Dari sisi kebijakan moneter dan fiskal, BI masih menerapkan kebijakan ketat untuk menjaga stabilitas rupiah, yang saat ini berada di kisaran Rp16.330 per USD. Sementara itu, pemerintah telah merancang berbagai kebijakan strategis guna memperkuat ketahanan pangan dan energi, termasuk keberlanjutan program hilirisasi. Langkah ini diharapkan mampu menjaga daya saing industri nasional serta menarik lebih banyak investasi asing.
Sejumlah program prioritas pemerintah, seperti Makan Bergizi Gratis (MBG) dan hilirisasi sumber daya alam (SDA), juga diprediksi akan menjadi faktor pendorong pertumbuhan ekonomi.
"Tidak hanya Minerba saja, tetapi juga hilirisasi pertanian, hilirisasi perikanan, ataupun hilirisasi SDA lainnya harapannya bisa mendukung dan mendorong peningkatan dari sisi kinerja sektor primer dan sekunder," jelas Josua.
Selain itu, Josua menilai kebijakan yang menargetkan konsumsi kelas menengah juga perlu diperkuat. Saat ini, konsumsi di segmen ini cenderung melambat, sementara Indonesia masih menghadapi tantangan berupa keluarnya modal asing, perlambatan ekonomi global, serta gangguan perdagangan internasional. Untuk itu, implementasi kebijakan di lapangan harus dipastikan berjalan efektif agar dampaknya maksimal.
Di tengah berbagai tantangan tersebut, konsumsi domestik tetap menjadi motor utama pertumbuhan ekonomi, dengan kontribusi lebih dari 50 persen terhadap PDB. Indeks Keyakinan Konsumen (IKK) masih berada di level optimis, meski tetap dipengaruhi oleh inflasi dan dinamika pasar tenaga kerja.
Stabilitas harga barang kebutuhan pokok dan kebijakan pemerintah yang berpihak pada kesejahteraan masyarakat akan menjadi faktor kunci dalam menjaga daya beli dan memastikan pertumbuhan ekonomi tetap terjaga.
Pemerintah Indonesia menetapkan target pertumbuhan ekonomi 2024 sebesar 5,2 persen, namun angka yang tercatat ternyata sedikit meleset. Berdasarkan data terbaru dari Badan Pusat Statistik (BPS), ekonomi Indonesia hanya tumbuh 5,03 persen sepanjang tahun 2024, sedikit lebih rendah dibandingkan tahun 2023 yang tercatat 5,05 persen.

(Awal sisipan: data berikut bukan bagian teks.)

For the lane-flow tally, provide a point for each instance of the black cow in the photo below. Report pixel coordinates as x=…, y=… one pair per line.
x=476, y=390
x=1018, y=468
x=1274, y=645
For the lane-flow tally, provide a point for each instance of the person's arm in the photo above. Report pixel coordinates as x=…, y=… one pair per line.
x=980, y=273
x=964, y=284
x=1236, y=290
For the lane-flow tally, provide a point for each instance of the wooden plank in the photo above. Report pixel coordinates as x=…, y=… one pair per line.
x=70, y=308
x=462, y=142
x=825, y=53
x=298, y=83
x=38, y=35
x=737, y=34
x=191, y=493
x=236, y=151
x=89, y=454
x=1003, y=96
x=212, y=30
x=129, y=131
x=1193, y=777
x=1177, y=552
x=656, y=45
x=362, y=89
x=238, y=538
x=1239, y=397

Menteri Koordinator Bidang Perekonomian, Airlangga Hartarto, menjelaskan bahwa ketidakpastian global yang masih membayangi menjadi salah satu faktor utama yang menghambat pencapaian target ekonomi. Meski Indonesia diuntungkan dengan adanya momen politik seperti Pemilu dan Pilkada yang dapat memberikan dorongan ekonomi, situasi ketidakpastian tetap tinggi.